2ch顔文字辞書をanthyの辞書に追加 - φ(・・*)ゞｳｰﾝ　カーネルとか弄ったりのメモ

matsucon.netさんで配布されている、2chのMS-IME用（スタンダード変換辞書）をanthyで使いたかったので、MS-IME→Anthy辞書変換用のスクリプト書いてみますた。
言語はなんとなくcで書いてます。

辞書の置き場は$HOME/.anthyです。。
このディレクトリってanthyがインストールされてればデフォルトで作られている気がするのでここにしてます。

ソースとmakefileは下のやつです。glib使ってるのでビルドにはglibのヘッダとかが必要です。
debianな人なら、aptitudeでインスコできます。

# sudo aptitude install libglib2.0-dev

あと、文字コードの変換にnkf使ってるので、持っていない場合はこれも入れてくださいな。

#include <glib-2.0/glib.h>
#include <glib/gprintf.h>
#include <glib/gstdio.h>

#include <stdlib.h>
#include <string.h>
#include <assert.h>

#define NKF_OUTPUT_FILE_NAME "ime_std_utf.txt"
#define ANTHY_DIC_FILE_NAME "/.anthy/2ch_kaomoji.txt"

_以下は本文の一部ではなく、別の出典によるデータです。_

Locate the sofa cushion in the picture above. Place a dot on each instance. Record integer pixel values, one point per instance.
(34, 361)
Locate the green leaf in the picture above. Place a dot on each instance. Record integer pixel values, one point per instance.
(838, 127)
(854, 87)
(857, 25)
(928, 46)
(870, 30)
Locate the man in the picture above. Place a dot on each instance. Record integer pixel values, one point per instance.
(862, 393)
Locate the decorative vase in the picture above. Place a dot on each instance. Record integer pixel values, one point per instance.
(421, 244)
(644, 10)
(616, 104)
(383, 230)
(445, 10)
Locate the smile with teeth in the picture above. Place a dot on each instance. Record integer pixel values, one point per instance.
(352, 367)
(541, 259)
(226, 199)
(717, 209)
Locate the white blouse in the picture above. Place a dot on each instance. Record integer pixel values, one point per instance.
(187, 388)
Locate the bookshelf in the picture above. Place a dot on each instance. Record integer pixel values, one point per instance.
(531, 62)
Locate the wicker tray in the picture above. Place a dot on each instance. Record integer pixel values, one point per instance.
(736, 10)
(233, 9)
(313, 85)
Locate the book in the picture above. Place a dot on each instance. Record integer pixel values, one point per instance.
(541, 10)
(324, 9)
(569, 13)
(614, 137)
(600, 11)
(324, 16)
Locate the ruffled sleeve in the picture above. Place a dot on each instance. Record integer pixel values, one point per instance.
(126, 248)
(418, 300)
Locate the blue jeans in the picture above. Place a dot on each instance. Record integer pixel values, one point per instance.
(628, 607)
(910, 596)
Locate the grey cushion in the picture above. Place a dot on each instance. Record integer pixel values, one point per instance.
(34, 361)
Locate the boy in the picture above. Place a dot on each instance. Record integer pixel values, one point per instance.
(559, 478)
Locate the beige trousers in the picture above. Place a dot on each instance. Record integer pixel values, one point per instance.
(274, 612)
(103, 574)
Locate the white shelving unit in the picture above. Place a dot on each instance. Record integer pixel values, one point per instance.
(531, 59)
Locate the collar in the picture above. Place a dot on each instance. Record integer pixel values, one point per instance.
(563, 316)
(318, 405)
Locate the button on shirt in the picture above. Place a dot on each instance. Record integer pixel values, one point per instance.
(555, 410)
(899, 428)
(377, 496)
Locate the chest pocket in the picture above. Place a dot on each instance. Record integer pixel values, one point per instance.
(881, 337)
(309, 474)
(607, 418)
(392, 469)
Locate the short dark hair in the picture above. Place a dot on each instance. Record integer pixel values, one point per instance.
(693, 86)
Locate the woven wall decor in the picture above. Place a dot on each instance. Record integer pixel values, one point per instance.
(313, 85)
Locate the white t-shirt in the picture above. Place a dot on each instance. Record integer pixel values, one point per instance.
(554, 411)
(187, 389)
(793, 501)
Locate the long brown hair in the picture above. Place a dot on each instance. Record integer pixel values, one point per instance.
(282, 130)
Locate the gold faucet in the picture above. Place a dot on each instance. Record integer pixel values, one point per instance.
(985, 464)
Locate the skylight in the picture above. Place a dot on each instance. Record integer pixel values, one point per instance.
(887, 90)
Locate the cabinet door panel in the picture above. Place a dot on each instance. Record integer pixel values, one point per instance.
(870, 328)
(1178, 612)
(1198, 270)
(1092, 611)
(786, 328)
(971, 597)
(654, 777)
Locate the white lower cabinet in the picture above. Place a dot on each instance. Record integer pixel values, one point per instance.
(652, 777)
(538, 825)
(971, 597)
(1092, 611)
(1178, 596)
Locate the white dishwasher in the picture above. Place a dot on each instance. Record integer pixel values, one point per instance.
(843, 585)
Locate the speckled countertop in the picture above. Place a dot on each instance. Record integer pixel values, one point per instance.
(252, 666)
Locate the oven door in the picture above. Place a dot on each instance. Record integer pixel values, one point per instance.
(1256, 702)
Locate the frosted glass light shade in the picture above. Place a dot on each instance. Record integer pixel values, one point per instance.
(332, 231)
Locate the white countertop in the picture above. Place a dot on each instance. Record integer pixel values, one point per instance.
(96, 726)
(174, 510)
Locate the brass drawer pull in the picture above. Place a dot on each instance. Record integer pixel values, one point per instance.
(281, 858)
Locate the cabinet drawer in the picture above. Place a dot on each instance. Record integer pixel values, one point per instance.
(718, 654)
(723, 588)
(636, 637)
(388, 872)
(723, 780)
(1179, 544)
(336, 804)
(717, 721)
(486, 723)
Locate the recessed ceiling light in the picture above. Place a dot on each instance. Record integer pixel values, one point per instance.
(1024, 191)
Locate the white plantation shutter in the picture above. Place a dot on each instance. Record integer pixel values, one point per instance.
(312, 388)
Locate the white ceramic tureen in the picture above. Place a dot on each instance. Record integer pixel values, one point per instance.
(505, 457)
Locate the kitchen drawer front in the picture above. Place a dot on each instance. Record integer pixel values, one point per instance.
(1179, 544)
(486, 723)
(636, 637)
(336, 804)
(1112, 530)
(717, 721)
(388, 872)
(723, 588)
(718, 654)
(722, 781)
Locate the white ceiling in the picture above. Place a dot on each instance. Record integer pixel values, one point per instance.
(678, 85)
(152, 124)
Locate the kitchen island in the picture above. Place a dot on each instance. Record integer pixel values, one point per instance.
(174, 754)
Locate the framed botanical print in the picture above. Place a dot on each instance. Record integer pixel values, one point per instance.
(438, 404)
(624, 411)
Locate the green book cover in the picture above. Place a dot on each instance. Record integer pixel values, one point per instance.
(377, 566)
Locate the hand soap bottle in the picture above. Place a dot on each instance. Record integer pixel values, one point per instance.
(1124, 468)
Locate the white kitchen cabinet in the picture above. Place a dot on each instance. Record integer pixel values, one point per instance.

static void usage(char *prog);
static void do_command(char *com);
static void create_anthy_dic_template(char *file);
static void do_nkf(char *in, char *in_code, char *out, char *out_code);
static void convert_imedic2anthydic(char *in, char *out);
static void load_dictionary(char *file);

static void load_dictionary(char *file)
{
	char cmd[512] = { 0 };

	snprintf(cmd, sizeof(cmd) - 1,
		 "cat %s | anthy-dic-tool --load --utf8", file);

	do_command(cmd);

}

static void convert_imedic2anthydic(char *in, char *out)
{
	FILE *rfp;
	FILE *wfp;
	gchar str[1024] = { 0 };

	rfp = g_fopen(in, "r");
	assert(rfp != NULL);

	wfp = g_fopen(out, "a+");
	assert(wfp != NULL);

	g_fprintf(wfp, "\n");

	while (fgets(str, sizeof(str), rfp) != NULL) {
		if (str[0] != '!' && str[0] != ' ') {
			gchar word[1024] = { 0 };
			gchar **array = g_strsplit(str, "\t", 3);

			if (array[2]) {
				g_snprintf(word, sizeof(word) - 1, "%s 1 %s\n%s\n%s\n%s\n%s\n%s\n%s\n\n",
					   array[0],
					   array[1],
					   "品詞 = 名詞",
					   "な接続 = y",
					   "さ接続 = y",
					   "する接続 = y",
					   "語幹のみで文節 = y",
					   "格助詞接続 = y");
				
				g_strfreev(array); 
				g_fprintf(wfp, "%s", word);
			}
		}
		memset(str, 0, sizeof(str));
	}

	fclose(rfp);
	fclose(wfp);
}

static void do_command(char *com)
{
	assert(system(com) != -1);
}

static void create_anthy_dic_template(char *file)
{
	char com[512] = { 0 };

	snprintf(com, sizeof(com) - 1, "anthy-dic-tool --dump --utf8 > %s", file);
	do_command(com);
}

static void do_nkf(char *in, char *in_code, char *out, char *out_code)
{
	char com[512] = { 0 };

	snprintf(com, sizeof(com) - 1, "nkf -%s -%s %s > %s", out_code, in_code, in, out);
	do_command(com);
}

static void usage(char *prog)
{
	fprintf(stderr, "usage %s <ime dictionary>\n", prog);
	exit(-1);
}

int main(int argc, char **argv)
{
	char anthy_dic[512] = { 0 };

	if (argc != 2)
		usage(argv[0]);

	snprintf(anthy_dic, sizeof(anthy_dic) - 1, "%s/%s", getenv("HOME"), ANTHY_DIC_FILE_NAME);

	create_anthy_dic_template(anthy_dic);
	do_nkf(argv[1], "S", NKF_OUTPUT_FILE_NAME, "w8");

	convert_imedic2anthydic(NKF_OUTPUT_FILE_NAME, anthy_dic);

	load_dictionary(anthy_dic);

	g_remove(NKF_OUTPUT_FILE_NAME);

	return 0;
}

Makefile

CC = gcc

CFLAGS = -g -Wall -O2

target = ime2anthy

$(target):
	$(CC) $(target).c $(CFLAGS) `pkg-config --cflags --libs glib-2.0` -o $(target)

clean:
	rm -f $(target) core *~